Although various collections of data and/or files may be considered as databases, from the operation and functionality perspective, or in other words, judged on the sophistication levels of data management, they can be roughly categorized into the following four types/levels excluding the anachronistic hardcopy archive collections.
Upload electronic data files for users to browse and find the information they need
Organize data files in a searchable fashion and maintain relationships among data chunks
Manage data/metadata and detail interrelationships of the data/metadata in self-explanatory and machine-readable records in customized database schemas
Enable automated data exchange between database system and simulation software applications
Development to level 1 produces a “data dump.” It is economical and easy for database developers, but as more and more data files are stored it inevitably grows into a data swamp that is very difficult for users to navigate. Many databases are, therefore, developed to level 2 to facilitate navigation but often prove prone to misinterpretation and misuse of data in unavoidable encounters with ambiguities and information gaps in some data, particularly when consultation with the data providers to clarify ambiguities is no longer available. Misinterpretation and misuse of data in the development of Codes and Standards can likely put engineering applications at risk and may also become dangerous to the public. Development to level 3 can eliminate these problems but is much more effort-demanding for the database developers, particularly it requires subject matter expertise of the developers in creating self-explanatory records of data for a given subject matter. Level 4 must be built on level 3 with custom Application Programing Interfaces (APIs) to enable great efficiency and accuracy in data transfer, simulation, and machine learning.
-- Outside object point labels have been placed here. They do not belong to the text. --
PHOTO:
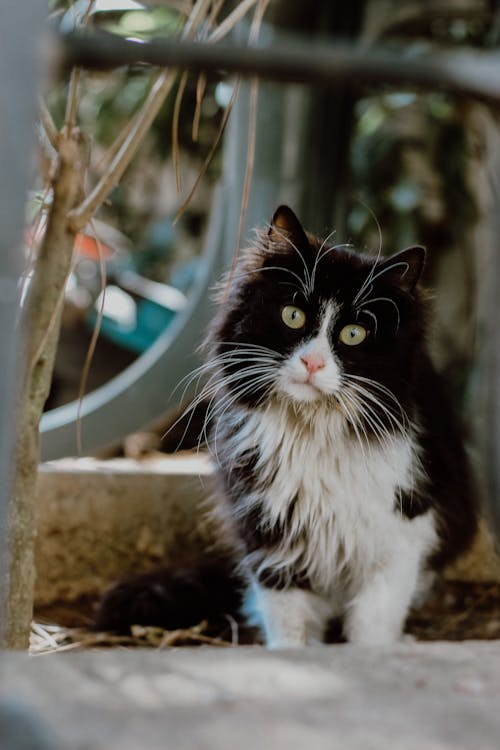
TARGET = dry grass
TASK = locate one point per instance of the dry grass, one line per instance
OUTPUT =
(459, 610)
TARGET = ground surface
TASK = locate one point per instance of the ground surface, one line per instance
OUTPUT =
(459, 610)
(416, 696)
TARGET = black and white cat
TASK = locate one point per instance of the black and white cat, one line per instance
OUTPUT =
(341, 466)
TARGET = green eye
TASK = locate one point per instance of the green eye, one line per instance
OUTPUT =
(293, 317)
(352, 335)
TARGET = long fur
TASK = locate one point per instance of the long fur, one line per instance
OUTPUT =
(342, 470)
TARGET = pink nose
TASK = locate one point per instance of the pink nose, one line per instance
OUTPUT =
(312, 362)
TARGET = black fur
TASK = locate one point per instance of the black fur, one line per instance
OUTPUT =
(271, 276)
5 Data Modernization Requirements
From the discussion above, it has become obvious that to effectively support the Codes and Standards in the upcoming AI era, it is the materials knowledge, instead of merely materials data, which needs to be managed by the ASME Materials Properties Database.
It should further be noted that data is the carrier of information, and for it to be managed as knowledge, data must be organized into a meaningful and purposeful structure that is consistent with human cognitive processes. To achieve such knowledge management, a database must be constructed with schemas that map the purposeful information structure of the intended knowledge domain and subdomains.
It follows that for the knowledge domain and subdomains of developing and maintaining the Codes and Standards, the schemas of the ASME Materials Properties Database must map the entire information structure and information flow from the initial Codes and Standards inquiry data package, through various data analysis operations, to the final product of Codes and Standards rules and design parameters for publication.
Furthermore, to ensure quality and efficiency of the Codes and Standards development and maintenance in the AI era, data preserved in the ASME Materials Properties Database should possess the following two essential characteristics:
Self-explanatory
Machine-readable
Being self-explanatory here means the information from the database can be clearly understood by users without any ambiguity or likelihood of misinterpretation, and particularly posterity that will no longer have the possibility to consult the original data provider can unequivocally comprehend the information with confidence and derive the knowledge they need for their Codes and Standards development and maintenance activities without misusing the data.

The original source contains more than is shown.